Mais aujourd’hui, ce n’est pas seulement d’une relance dont l’économie a besoin mais d’un plan de sauvetage aussi bien sur le volet économique que social pour préserver des milliers d’emplois sur la sellette. L’enjeu est d’éviter une défaillance de marché et les risques graves d’irréversibilité, dans un contexte où d’autres pays aiguisent leurs armes, car la reprise mondiale ne se fera pas à la loyale.
Le président du CVE en sait quelque chose puisque pour chacun de ses passages devant les députés, il décrit une situation économique de plus en plus difficile et qui se dégrade à vue d’œil alors que nous ne sommes qu’à la première vague des effets désastreux du Covid-19. Des impacts qui s’aggravent plus le temps passe en l’absence d’une riposte de l’Etat face à un virus qui ne fait pas de quartier.
Autres chiffres qui plaident en faveur de mesures encore plus significatives sont les données économiques livrées par la DEPF qui permettent de mesurer l’ampleur de la crise et ses effets sur des pans entiers du tissu économique paralysés par l’arrêt brutal d’activité, pour ne citer que le tourisme, les métiers mondiaux du Maroc… et la liste est loin d’être exhaustive.
Le secteur privé pour sa part, doit jouer le jeu et se défaire de certaines pratiques qui asphyxient les entreprises pour ne citer que le crédit interentreprises qui pèse sur les PME et TPE, ou encore s’attaquer sérieusement à la problématique de la compétitivité et la rude concurrence des entreprises étrangères aussi bien sur le marché national que mondial. L’état gagnerait à cibler son aide et accompagner sur les secteurs stratégiques qui répondent aux besoins mondiaux post-Covid. L’exemple de la production et exportation est la preuve édifiante que les capacités de reconversion rapide de certaines industries et c’est une niche à exploiter au maximum.

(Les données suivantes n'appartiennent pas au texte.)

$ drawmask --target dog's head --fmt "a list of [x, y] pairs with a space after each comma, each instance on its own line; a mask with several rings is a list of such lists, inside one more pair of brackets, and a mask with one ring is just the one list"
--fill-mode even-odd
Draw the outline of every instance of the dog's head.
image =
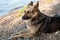
[[24, 15], [22, 17], [23, 20], [27, 20], [27, 19], [31, 19], [34, 18], [35, 16], [38, 15], [38, 6], [39, 6], [39, 2], [37, 2], [35, 5], [33, 4], [33, 2], [31, 1], [28, 5], [28, 7], [26, 8], [26, 10], [24, 10]]

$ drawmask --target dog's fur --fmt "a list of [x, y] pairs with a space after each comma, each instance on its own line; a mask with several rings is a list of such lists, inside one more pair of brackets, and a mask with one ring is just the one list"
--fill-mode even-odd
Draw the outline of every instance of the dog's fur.
[[48, 17], [38, 9], [39, 3], [31, 2], [25, 10], [23, 20], [29, 20], [28, 30], [22, 32], [20, 37], [34, 37], [37, 32], [52, 33], [60, 30], [60, 17]]
[[[44, 33], [52, 33], [60, 30], [60, 17], [48, 17], [40, 12], [38, 9], [39, 3], [33, 5], [31, 2], [28, 8], [25, 10], [25, 14], [22, 17], [23, 20], [30, 19], [31, 31], [34, 34], [38, 31]], [[32, 34], [33, 34], [32, 32]]]

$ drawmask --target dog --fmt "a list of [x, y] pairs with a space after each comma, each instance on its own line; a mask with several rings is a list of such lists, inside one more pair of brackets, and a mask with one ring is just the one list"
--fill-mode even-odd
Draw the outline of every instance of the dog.
[[23, 20], [30, 20], [30, 32], [36, 34], [37, 32], [53, 33], [60, 31], [60, 16], [49, 17], [40, 12], [38, 7], [39, 2], [35, 5], [31, 2], [22, 17]]
[[34, 37], [38, 32], [53, 33], [60, 30], [60, 17], [49, 17], [39, 10], [39, 2], [31, 1], [24, 11], [23, 20], [28, 20], [28, 29], [16, 37]]

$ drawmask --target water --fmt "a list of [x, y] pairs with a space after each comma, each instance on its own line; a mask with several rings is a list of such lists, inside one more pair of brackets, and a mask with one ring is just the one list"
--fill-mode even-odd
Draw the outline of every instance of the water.
[[16, 7], [27, 5], [30, 1], [36, 0], [0, 0], [0, 17]]

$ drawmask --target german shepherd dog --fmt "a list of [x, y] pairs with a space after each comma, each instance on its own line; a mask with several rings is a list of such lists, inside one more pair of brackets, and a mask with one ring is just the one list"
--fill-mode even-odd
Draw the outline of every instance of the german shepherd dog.
[[25, 14], [22, 16], [23, 20], [28, 20], [27, 31], [18, 35], [19, 37], [34, 37], [37, 32], [52, 33], [60, 30], [60, 17], [49, 17], [44, 15], [39, 10], [39, 2], [35, 5], [30, 2]]
[[44, 33], [60, 31], [60, 17], [46, 16], [40, 12], [38, 7], [39, 2], [35, 5], [31, 2], [22, 17], [23, 20], [30, 19], [30, 35], [35, 35], [39, 31]]

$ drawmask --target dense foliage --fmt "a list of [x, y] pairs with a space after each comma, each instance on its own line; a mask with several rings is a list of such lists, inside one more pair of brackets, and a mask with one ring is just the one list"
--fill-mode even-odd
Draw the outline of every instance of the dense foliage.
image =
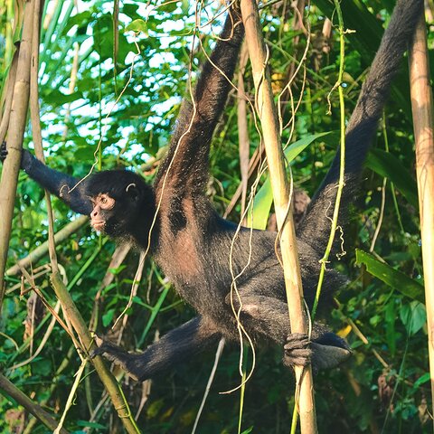
[[[348, 115], [393, 3], [342, 2], [345, 26], [355, 31], [346, 34], [344, 90]], [[188, 2], [167, 2], [161, 7], [146, 8], [141, 2], [125, 1], [119, 4], [118, 21], [113, 17], [113, 2], [90, 0], [78, 5], [77, 9], [72, 1], [45, 4], [40, 101], [47, 163], [84, 176], [97, 151], [95, 170], [131, 167], [151, 180], [170, 137], [181, 98], [188, 90], [189, 68], [194, 80], [198, 65], [204, 59], [197, 38], [193, 37], [193, 6]], [[202, 24], [216, 13], [213, 6], [202, 11]], [[307, 33], [310, 31], [306, 80], [302, 68], [291, 88], [296, 104], [301, 98], [292, 137], [288, 92], [282, 95], [280, 103], [283, 123], [288, 124], [283, 131], [284, 142], [330, 132], [314, 141], [292, 165], [297, 187], [312, 194], [338, 144], [337, 92], [330, 95], [331, 114], [327, 113], [327, 95], [336, 81], [342, 60], [335, 32], [332, 31], [330, 36], [323, 33], [326, 17], [333, 16], [331, 4], [318, 0], [306, 11], [310, 30], [297, 30], [293, 12], [289, 2], [274, 3], [261, 9], [276, 97], [286, 86], [289, 71], [302, 58]], [[16, 20], [16, 14], [10, 2], [0, 0], [1, 82], [5, 82], [8, 72], [11, 41], [19, 37], [19, 26], [15, 33], [10, 27], [12, 23], [16, 24], [11, 20]], [[213, 32], [218, 33], [220, 22], [218, 18], [212, 24]], [[141, 33], [133, 36], [127, 30]], [[210, 26], [200, 32], [201, 43], [209, 52], [213, 33]], [[429, 42], [432, 44], [432, 41]], [[135, 57], [137, 48], [139, 53]], [[131, 80], [127, 82], [133, 60]], [[349, 284], [336, 288], [338, 304], [331, 315], [327, 314], [327, 322], [346, 336], [354, 353], [340, 369], [316, 377], [320, 432], [408, 433], [431, 429], [427, 410], [430, 408], [430, 393], [426, 314], [406, 70], [403, 61], [402, 73], [395, 80], [383, 125], [379, 127], [368, 160], [362, 193], [344, 233], [346, 255], [330, 264], [349, 277]], [[246, 92], [253, 99], [249, 66], [244, 80]], [[241, 177], [235, 97], [233, 92], [229, 99], [211, 157], [209, 193], [222, 213]], [[247, 121], [251, 155], [259, 145], [259, 136], [251, 113]], [[30, 128], [24, 146], [33, 148]], [[52, 202], [55, 231], [59, 231], [76, 216], [59, 200]], [[45, 210], [43, 192], [25, 174], [20, 174], [8, 267], [47, 239]], [[238, 221], [240, 210], [239, 201], [230, 218]], [[356, 248], [361, 250], [357, 254], [358, 265]], [[86, 321], [96, 316], [96, 326], [104, 333], [127, 304], [138, 263], [138, 255], [131, 250], [122, 265], [110, 269], [112, 283], [102, 286], [114, 250], [113, 241], [91, 231], [89, 225], [80, 227], [57, 247], [74, 302]], [[370, 251], [370, 256], [364, 254]], [[45, 256], [33, 264], [34, 281], [54, 306], [49, 272], [43, 267], [47, 263]], [[34, 401], [61, 414], [80, 358], [59, 324], [42, 342], [52, 315], [34, 297], [25, 280], [22, 284], [18, 274], [10, 275], [6, 286], [0, 323], [2, 372]], [[100, 302], [95, 310], [97, 294]], [[117, 326], [110, 334], [116, 339], [121, 333], [125, 346], [139, 348], [193, 315], [152, 261], [146, 260], [138, 292], [127, 310], [127, 322], [125, 327]], [[36, 357], [15, 367], [42, 343], [43, 347]], [[239, 357], [237, 345], [226, 346], [198, 432], [237, 430], [240, 392], [223, 395], [218, 392], [240, 383]], [[173, 372], [143, 385], [121, 376], [133, 411], [139, 410], [137, 423], [143, 431], [190, 432], [212, 363], [212, 352], [186, 364], [176, 365], [175, 361]], [[87, 374], [65, 427], [76, 432], [121, 431], [109, 402], [100, 404], [104, 391], [91, 365]], [[117, 374], [120, 375], [120, 371]], [[293, 406], [293, 377], [281, 364], [281, 349], [258, 346], [255, 373], [246, 385], [243, 398], [242, 429], [252, 427], [252, 432], [258, 433], [288, 432]], [[7, 397], [0, 398], [0, 413], [5, 415], [0, 418], [2, 432], [21, 432], [23, 426], [27, 427], [27, 432], [46, 432], [39, 423], [29, 429], [32, 417], [24, 416], [20, 409]]]

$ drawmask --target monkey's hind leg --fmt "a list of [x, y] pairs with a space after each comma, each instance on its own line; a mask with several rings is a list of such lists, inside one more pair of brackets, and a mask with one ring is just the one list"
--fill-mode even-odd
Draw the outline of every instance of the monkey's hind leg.
[[99, 346], [91, 356], [103, 355], [135, 380], [143, 382], [193, 358], [220, 337], [221, 334], [206, 320], [196, 316], [168, 332], [143, 353], [128, 353], [109, 341], [97, 338]]

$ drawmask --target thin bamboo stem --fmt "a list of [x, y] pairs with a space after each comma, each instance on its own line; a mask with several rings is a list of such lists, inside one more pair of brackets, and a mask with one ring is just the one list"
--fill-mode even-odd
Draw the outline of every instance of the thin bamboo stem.
[[[257, 93], [257, 109], [261, 121], [262, 136], [273, 190], [274, 207], [280, 231], [280, 250], [283, 261], [285, 285], [291, 333], [307, 333], [304, 315], [303, 288], [297, 239], [289, 209], [289, 186], [285, 171], [277, 109], [273, 99], [269, 75], [266, 67], [267, 52], [259, 23], [258, 6], [254, 0], [241, 0], [242, 21], [246, 29], [246, 42], [250, 58], [253, 80]], [[289, 209], [289, 212], [288, 212]], [[316, 433], [314, 386], [312, 371], [296, 366], [301, 432]]]
[[[23, 393], [17, 387], [15, 387], [5, 375], [0, 373], [0, 392], [22, 405], [29, 413], [33, 414], [41, 422], [42, 422], [50, 429], [55, 429], [57, 421], [52, 418], [42, 408], [35, 404], [26, 394]], [[65, 429], [60, 431], [61, 434], [68, 434]]]
[[428, 322], [428, 349], [434, 409], [434, 135], [425, 18], [420, 15], [410, 50], [410, 83], [416, 142], [420, 235]]
[[0, 180], [0, 310], [5, 296], [5, 269], [14, 217], [18, 172], [21, 166], [23, 137], [29, 108], [30, 63], [33, 25], [34, 1], [25, 4], [23, 37], [14, 87], [12, 108], [7, 129], [8, 156], [5, 160]]

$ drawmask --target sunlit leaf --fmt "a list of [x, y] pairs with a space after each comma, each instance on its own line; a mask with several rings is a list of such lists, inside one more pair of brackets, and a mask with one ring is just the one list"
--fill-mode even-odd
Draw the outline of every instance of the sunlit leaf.
[[359, 249], [355, 250], [355, 256], [356, 263], [358, 265], [363, 264], [368, 273], [380, 278], [402, 295], [421, 302], [424, 301], [423, 287], [404, 273], [392, 269], [384, 262], [381, 262], [373, 255]]

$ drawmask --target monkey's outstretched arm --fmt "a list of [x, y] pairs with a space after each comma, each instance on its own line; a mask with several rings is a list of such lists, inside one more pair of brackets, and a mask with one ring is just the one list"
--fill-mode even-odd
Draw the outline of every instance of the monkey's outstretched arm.
[[174, 363], [191, 359], [209, 345], [217, 343], [221, 336], [202, 316], [196, 316], [165, 335], [143, 353], [127, 353], [114, 344], [98, 338], [99, 347], [92, 355], [104, 355], [119, 364], [134, 379], [143, 382], [173, 369]]
[[[360, 173], [387, 101], [392, 80], [401, 64], [402, 54], [412, 38], [416, 23], [422, 13], [423, 0], [398, 0], [362, 87], [346, 129], [345, 186], [341, 199], [340, 220], [344, 220], [348, 204], [354, 201], [357, 193]], [[338, 151], [307, 208], [305, 219], [298, 226], [297, 233], [300, 238], [319, 251], [321, 256], [330, 233], [330, 221], [327, 215], [333, 212], [339, 168]]]
[[228, 11], [223, 30], [193, 90], [193, 100], [184, 100], [176, 120], [169, 151], [156, 179], [161, 184], [170, 166], [167, 183], [182, 189], [203, 193], [208, 180], [211, 139], [223, 110], [244, 35], [240, 12], [235, 5]]
[[[0, 160], [4, 161], [6, 156], [6, 144], [4, 143], [0, 147]], [[27, 149], [23, 149], [21, 168], [42, 187], [60, 197], [72, 211], [87, 215], [92, 211], [90, 199], [83, 193], [83, 184], [79, 184], [70, 193], [79, 182], [78, 178], [51, 169], [35, 158]]]

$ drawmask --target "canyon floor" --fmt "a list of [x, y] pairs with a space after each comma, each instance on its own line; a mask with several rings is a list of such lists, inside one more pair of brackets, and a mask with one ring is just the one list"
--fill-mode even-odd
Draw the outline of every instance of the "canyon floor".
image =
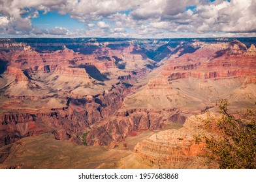
[[256, 109], [255, 40], [0, 40], [0, 168], [219, 168], [194, 136]]

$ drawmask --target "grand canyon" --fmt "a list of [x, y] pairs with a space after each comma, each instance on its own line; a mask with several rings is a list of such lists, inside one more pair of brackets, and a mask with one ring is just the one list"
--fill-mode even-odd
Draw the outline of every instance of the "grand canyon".
[[256, 109], [255, 42], [0, 39], [0, 168], [218, 168], [194, 138]]

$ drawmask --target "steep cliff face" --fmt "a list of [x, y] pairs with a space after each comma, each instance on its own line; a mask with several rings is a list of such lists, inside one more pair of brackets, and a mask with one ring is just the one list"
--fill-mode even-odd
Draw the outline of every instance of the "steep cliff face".
[[[135, 131], [184, 123], [219, 98], [251, 107], [255, 98], [254, 45], [216, 40], [79, 41], [51, 47], [1, 40], [0, 58], [8, 64], [1, 78], [1, 131], [7, 133], [1, 135], [3, 144], [7, 135], [11, 139], [6, 144], [44, 132], [80, 143], [89, 131], [84, 138], [88, 144], [109, 145]], [[42, 46], [55, 48], [40, 51]], [[8, 114], [12, 122], [5, 120]], [[34, 116], [33, 120], [22, 114]]]
[[[202, 132], [208, 135], [202, 129], [202, 124], [199, 119], [206, 117], [205, 114], [191, 116], [179, 130], [160, 131], [138, 143], [133, 153], [121, 161], [120, 168], [218, 168], [217, 164], [207, 163], [204, 157], [199, 156], [205, 153], [205, 144], [195, 143], [194, 136]], [[131, 161], [131, 159], [133, 160]]]

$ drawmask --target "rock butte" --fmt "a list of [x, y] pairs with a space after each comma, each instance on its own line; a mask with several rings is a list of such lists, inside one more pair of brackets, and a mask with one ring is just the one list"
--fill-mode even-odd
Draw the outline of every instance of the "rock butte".
[[127, 151], [91, 168], [217, 168], [199, 156], [193, 116], [222, 98], [231, 112], [255, 108], [255, 39], [238, 40], [0, 40], [0, 166], [27, 167], [19, 142], [50, 133]]

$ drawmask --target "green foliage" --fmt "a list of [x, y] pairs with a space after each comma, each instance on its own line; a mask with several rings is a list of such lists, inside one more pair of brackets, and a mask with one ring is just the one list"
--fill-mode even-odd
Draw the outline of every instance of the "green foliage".
[[217, 160], [221, 168], [256, 168], [256, 112], [248, 110], [234, 116], [228, 105], [227, 100], [219, 101], [219, 137], [204, 136], [210, 150], [208, 157]]
[[86, 142], [86, 136], [89, 134], [89, 131], [86, 131], [86, 133], [83, 133], [80, 137], [81, 143], [85, 146], [87, 146]]

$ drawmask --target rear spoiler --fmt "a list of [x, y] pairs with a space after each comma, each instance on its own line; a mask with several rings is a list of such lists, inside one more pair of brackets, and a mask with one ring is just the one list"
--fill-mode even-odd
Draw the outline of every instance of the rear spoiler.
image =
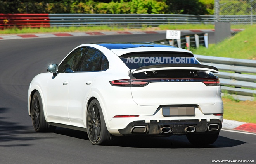
[[140, 67], [136, 69], [133, 69], [131, 71], [131, 73], [134, 74], [147, 71], [175, 69], [208, 71], [212, 72], [220, 73], [218, 69], [213, 66], [194, 64], [166, 64], [153, 65]]

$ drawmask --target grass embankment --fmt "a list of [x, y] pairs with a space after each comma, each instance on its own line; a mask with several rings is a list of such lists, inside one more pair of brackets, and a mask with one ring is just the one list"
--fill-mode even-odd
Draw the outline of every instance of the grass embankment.
[[[245, 30], [217, 45], [210, 44], [208, 49], [201, 47], [192, 49], [194, 54], [238, 59], [256, 59], [256, 25], [232, 25], [232, 29]], [[211, 25], [161, 25], [158, 27], [145, 26], [140, 29], [117, 28], [114, 27], [53, 27], [40, 29], [17, 29], [0, 31], [0, 34], [21, 34], [46, 32], [83, 32], [125, 30], [214, 29]], [[256, 123], [256, 101], [237, 101], [228, 96], [223, 98], [225, 119]]]
[[256, 25], [247, 27], [217, 44], [209, 45], [209, 48], [192, 49], [194, 54], [237, 59], [256, 59]]
[[[200, 47], [192, 51], [194, 54], [202, 55], [255, 60], [255, 25], [247, 27], [221, 43], [210, 45], [208, 49]], [[256, 101], [238, 101], [225, 96], [222, 99], [225, 119], [256, 123]]]

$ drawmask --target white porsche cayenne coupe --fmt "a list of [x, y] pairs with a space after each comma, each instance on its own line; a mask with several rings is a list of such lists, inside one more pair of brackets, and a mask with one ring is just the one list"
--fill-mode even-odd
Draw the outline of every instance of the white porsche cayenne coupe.
[[150, 42], [81, 45], [35, 77], [29, 115], [36, 132], [86, 131], [95, 145], [112, 136], [185, 135], [213, 143], [223, 106], [215, 67], [191, 51]]

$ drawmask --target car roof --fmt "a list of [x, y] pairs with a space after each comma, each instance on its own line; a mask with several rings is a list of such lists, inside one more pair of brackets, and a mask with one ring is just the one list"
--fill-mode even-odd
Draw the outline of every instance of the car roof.
[[165, 51], [179, 52], [191, 57], [194, 55], [191, 51], [174, 46], [149, 42], [114, 42], [94, 43], [106, 48], [118, 56], [129, 53], [143, 52]]
[[95, 44], [104, 47], [110, 50], [145, 47], [171, 47], [179, 48], [177, 47], [168, 44], [151, 43], [149, 42], [113, 42], [97, 43], [95, 43]]

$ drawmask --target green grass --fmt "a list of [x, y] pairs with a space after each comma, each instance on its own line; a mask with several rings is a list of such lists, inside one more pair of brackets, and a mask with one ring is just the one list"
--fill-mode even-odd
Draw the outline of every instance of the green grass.
[[256, 123], [256, 101], [237, 101], [225, 97], [224, 118]]
[[249, 26], [217, 44], [209, 45], [208, 49], [193, 49], [194, 54], [237, 59], [256, 59], [256, 25]]

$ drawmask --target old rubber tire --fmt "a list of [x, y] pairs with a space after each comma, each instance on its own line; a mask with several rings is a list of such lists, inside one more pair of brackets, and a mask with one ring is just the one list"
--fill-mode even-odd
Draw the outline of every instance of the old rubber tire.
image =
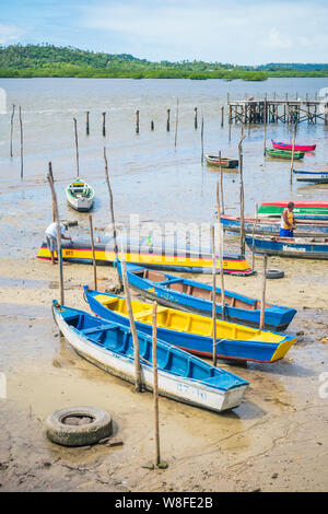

Mais, le secteur privé doit également prendre conscience que ce transfert de ressources de la par de l’Etat n’est pas un acquis pour s’endormir sur ses lauriers et ne peut être inscrit dans la durée au risque de provoquer une dégradation structurelles des finances publiques. Il devra prendre enfin le relais.
Aussi, la « bienveillance » vis-à-vis du secteur informel doit-elle céder le pas à une politique plus rigoureuse pour canaliser l’économie parallèle qui pénalise le pays économiquement mais aussi bafoue les droits des travailleurs. Cette économie informelle est appelée à assumer sa responsabilité après des décennies d’incivisme économique, fiscal et social.
Ce sauvetage doit concilier entre objectifs économiques et sociaux, en prévoyant des actions à même de préserver le pouvoir d’achat des ménages et sauvegarder une demande interne déjà affaiblie, à travers non seulement les programmes sociaux d’aide mais surtout en prévoyant des mesures fortes dans le projet de Loi de Finances rectificative particulièrement l’IR et la TVA.
L’enjeu à ce niveau est de limiter ou au mieux éviter les risques d’irréversibilités sociales, sans oublier que sans classe moyenne forte point de croissance.
L’heure est grave et la situation est inédite, mais ces quelques mois de crise sanitaire ont démontré une capacité formidable des forces vives du pays d’être au rendez-vous.